The Bible, from beginning to the end, warns several times about ‘adding anything to the words of the Bible’ (Deuteronomy 4:2; Proverbs 30:5,6; Revelation 22:18,19). Obviously, this principle was flagrantly violated, and the spurious addition was put into the famous KJV at John 7:53-8:11, and there were also additions to other places in the Bible. But these tamperings and additions have been uncovered by the discovery of numerous ancient, more accurate Biblical manuscripts, and modern Biblical textual scholarship methods to arrive at the original Biblical text. Spurious additions have now been eliminated from the most current Greek Master Texts, and the modern translations that are based on them. God said He would preserve His word and he has! “The grass withers and the flowers fall, but the word of the Lord endures forever” (2 Peter 1:24,25 NIV). Satan tried to corrupt the Biblical text, but his corruptions have been exposed and weeded out.
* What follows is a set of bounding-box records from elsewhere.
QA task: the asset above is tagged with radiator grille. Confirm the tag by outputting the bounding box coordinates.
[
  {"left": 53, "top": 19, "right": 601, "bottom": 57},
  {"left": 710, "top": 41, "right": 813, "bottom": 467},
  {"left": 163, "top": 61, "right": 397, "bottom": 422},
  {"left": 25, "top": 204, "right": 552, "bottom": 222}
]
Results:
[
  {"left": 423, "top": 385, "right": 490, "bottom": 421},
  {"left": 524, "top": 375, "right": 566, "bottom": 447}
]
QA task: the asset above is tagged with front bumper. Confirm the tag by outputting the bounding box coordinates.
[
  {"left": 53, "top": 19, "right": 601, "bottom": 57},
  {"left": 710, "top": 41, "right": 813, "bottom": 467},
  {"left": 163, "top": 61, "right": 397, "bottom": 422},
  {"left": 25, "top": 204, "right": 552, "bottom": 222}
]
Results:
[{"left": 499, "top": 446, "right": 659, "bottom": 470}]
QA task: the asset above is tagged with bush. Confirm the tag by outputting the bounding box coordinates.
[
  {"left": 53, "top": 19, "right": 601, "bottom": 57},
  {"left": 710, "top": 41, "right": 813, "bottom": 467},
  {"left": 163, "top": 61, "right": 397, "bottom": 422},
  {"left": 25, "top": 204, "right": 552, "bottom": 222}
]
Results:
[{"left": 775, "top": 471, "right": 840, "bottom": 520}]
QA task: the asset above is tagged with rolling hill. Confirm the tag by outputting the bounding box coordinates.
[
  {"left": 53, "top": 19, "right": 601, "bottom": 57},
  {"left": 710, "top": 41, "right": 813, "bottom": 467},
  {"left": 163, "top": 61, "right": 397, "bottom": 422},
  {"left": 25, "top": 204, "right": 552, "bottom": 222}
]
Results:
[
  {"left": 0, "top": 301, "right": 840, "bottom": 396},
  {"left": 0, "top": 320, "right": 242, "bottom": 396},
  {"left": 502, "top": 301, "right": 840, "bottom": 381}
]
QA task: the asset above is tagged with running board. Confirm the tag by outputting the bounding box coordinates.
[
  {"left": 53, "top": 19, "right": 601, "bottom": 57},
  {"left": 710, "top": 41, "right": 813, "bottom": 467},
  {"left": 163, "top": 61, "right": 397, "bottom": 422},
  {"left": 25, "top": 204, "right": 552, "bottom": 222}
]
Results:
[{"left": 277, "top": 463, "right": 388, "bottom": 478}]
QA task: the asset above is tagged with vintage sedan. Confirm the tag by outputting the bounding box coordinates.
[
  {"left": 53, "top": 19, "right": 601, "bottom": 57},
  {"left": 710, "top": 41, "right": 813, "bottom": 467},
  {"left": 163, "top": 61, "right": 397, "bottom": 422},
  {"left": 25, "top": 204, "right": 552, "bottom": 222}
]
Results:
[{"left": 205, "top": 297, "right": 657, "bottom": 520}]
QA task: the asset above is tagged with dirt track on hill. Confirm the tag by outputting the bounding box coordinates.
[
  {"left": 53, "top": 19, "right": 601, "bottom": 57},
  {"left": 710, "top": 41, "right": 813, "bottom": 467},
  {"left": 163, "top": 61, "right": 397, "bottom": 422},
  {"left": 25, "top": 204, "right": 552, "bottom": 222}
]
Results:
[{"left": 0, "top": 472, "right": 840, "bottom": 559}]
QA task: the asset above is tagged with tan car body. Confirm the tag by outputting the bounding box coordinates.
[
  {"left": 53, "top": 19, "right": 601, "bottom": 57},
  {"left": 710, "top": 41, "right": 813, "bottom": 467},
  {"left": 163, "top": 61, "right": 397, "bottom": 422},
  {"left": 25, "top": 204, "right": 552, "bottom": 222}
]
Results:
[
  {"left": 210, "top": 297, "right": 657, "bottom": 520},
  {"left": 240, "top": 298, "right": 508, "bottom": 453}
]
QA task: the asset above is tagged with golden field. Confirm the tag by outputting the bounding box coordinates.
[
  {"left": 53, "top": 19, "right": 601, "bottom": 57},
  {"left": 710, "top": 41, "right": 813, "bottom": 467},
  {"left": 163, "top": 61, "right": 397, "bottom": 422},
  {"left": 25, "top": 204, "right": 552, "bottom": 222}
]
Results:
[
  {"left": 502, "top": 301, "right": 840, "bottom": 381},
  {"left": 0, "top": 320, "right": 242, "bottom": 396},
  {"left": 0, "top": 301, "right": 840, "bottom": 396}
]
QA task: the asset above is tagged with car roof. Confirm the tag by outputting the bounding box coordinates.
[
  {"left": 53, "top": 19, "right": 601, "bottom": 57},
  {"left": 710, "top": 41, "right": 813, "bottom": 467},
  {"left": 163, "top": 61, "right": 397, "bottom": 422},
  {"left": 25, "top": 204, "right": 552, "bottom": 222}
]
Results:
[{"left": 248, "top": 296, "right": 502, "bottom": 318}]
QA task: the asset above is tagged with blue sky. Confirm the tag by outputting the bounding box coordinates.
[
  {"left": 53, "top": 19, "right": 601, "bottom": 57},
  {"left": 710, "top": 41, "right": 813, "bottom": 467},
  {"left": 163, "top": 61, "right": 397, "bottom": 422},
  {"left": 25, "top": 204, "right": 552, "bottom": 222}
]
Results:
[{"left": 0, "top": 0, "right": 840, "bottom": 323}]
We would do well not to bring them back in, for example, by using this spurious account of the woman caught in adultery in any kind of legitimate way, as though it was part of “All Scripture [that] is inspired by God” (2 Timothy 3:16). 

4 thoughts on “WHY AVOID THE WOMAN CAUGHT IN ADULTERY STORY? (John 7:53-8:11)
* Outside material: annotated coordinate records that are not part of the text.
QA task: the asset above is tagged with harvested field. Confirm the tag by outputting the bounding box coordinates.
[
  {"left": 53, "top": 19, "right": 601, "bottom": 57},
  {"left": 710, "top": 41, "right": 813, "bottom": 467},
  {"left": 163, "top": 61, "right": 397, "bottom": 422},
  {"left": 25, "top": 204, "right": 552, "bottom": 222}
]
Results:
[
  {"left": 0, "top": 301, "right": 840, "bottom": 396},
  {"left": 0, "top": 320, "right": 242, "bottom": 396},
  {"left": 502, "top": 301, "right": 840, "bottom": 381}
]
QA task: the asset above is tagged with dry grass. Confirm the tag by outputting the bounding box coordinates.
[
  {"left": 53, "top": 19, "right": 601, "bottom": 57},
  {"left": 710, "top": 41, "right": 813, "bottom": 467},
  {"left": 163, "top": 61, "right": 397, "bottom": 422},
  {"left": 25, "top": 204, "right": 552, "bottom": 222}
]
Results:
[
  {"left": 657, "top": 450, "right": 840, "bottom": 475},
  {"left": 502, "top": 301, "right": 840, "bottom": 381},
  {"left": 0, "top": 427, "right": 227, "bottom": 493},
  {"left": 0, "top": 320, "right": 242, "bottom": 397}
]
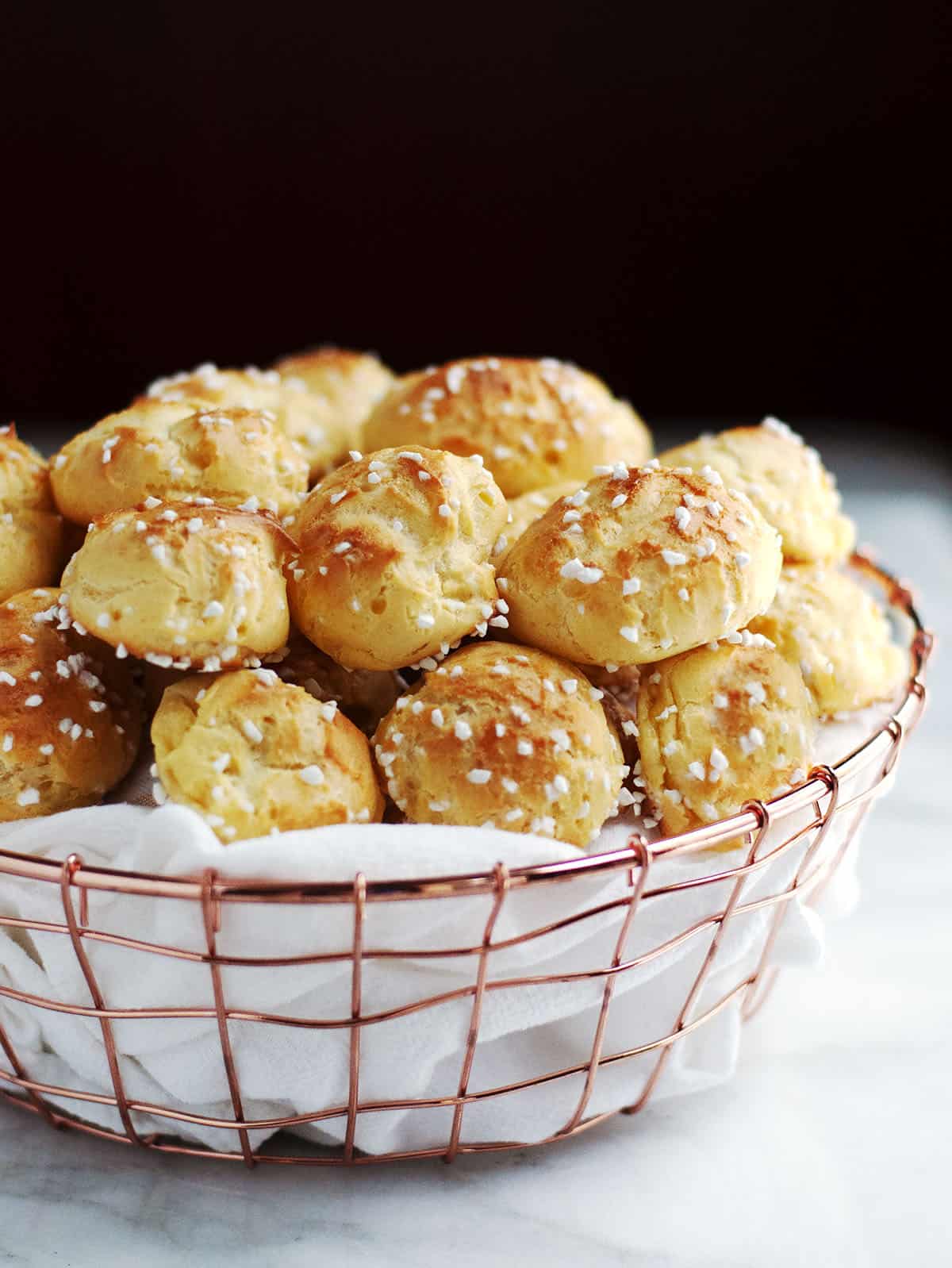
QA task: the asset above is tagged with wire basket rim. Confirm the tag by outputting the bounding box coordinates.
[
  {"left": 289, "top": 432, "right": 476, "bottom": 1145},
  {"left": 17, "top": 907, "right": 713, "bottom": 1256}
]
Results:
[{"left": 0, "top": 551, "right": 935, "bottom": 904}]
  1. I took your advice and obtained a NIV Bible and found that a lot of verses I memorized as a youth in Sunday school were missing!I thought I got a badly misprinted copy so I bought a NASB Bible instead and found the same verses missing

    All the missing verses were the words of Christ such as Matt. 18:11, Mark 11:26 etc.

    I have not been in church in decades and wanted a new Bible to replace my 40 year old version.
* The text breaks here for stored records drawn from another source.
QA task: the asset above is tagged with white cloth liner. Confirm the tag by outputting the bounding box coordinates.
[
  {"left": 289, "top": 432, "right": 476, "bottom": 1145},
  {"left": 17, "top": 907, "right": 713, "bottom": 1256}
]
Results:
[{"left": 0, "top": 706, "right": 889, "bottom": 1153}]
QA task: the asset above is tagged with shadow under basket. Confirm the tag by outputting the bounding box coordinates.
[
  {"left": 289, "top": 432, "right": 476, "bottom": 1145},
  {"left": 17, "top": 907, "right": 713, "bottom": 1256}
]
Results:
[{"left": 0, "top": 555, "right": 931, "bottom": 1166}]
    So, according to you, the word of God is fluid then and changes from year to year like the the 1978/1984 NIV version used the gender-specific terms and the 2011 revision does not ?

  2. No, the Bible refers to “God’s everlasting word that can’t be destroyed”, so we can be certain that God has accurately preserved his word (1 Peter 1:23-25 GWT). Why the “changes” then? Actually, the omitted words were never in the original writings of the Bible in the first place, but were added many years later as copies were made. This was in violation of God’s principles, not to add to, nor take away from, his Word (Deuteronomy 4:2; Proverbs 30:5,6; Revelation 22:18,19). The discoveries of much older, and more accurate, Bible manuscripts has brought about these restorations to what is now considered to be the accurate representation of the original Bible text. Praise God for it!

    1. I beg to differ from your answer. I’m sorry but I sense an assumption In your statement that the Oldest Manuscripts available ‘Now’ is the ultimate proof for accuracy. How do you defend that the manuscripts or sources used by the Tyndales, Geneva Bible etc never had those missing verses ? May be they used manuscripts much older than the Oldest ones available now. Byzantine text in my opinion is more accurate than the Alexandrian as they are geographically closer to where the Gospel authors are originally from.

      1. The verses John 7:53-8:11 do not appear in any Greek manuscript until the 5th century. The so-called “Textus Receiptus” Greek text (TR), composed by Desiderus Erasmus in 1516, includes these spurious verses, because Erasmus did not have access to any Greek manuscripts prior to the 10th century. The Tyndale Bible and the Geneva Bible were both based on the TR, and they include those verses. These 12 verses show up after John 7:53 in some manuscripts, after John 7:44 in others, and the end of John in others, and after Luke 21:38 in one manuscript. This, in and of itself, is A Priori evidence against it. The vocabulary and syntax of these 12 verses is very different from the rest of John. The account flows very well when the 12 verses are omitted, but is abruptly and unnaturally interrupted when they are included. The older Alexandrian texts are considered to be more accurate in general because they are closer in time to the originals.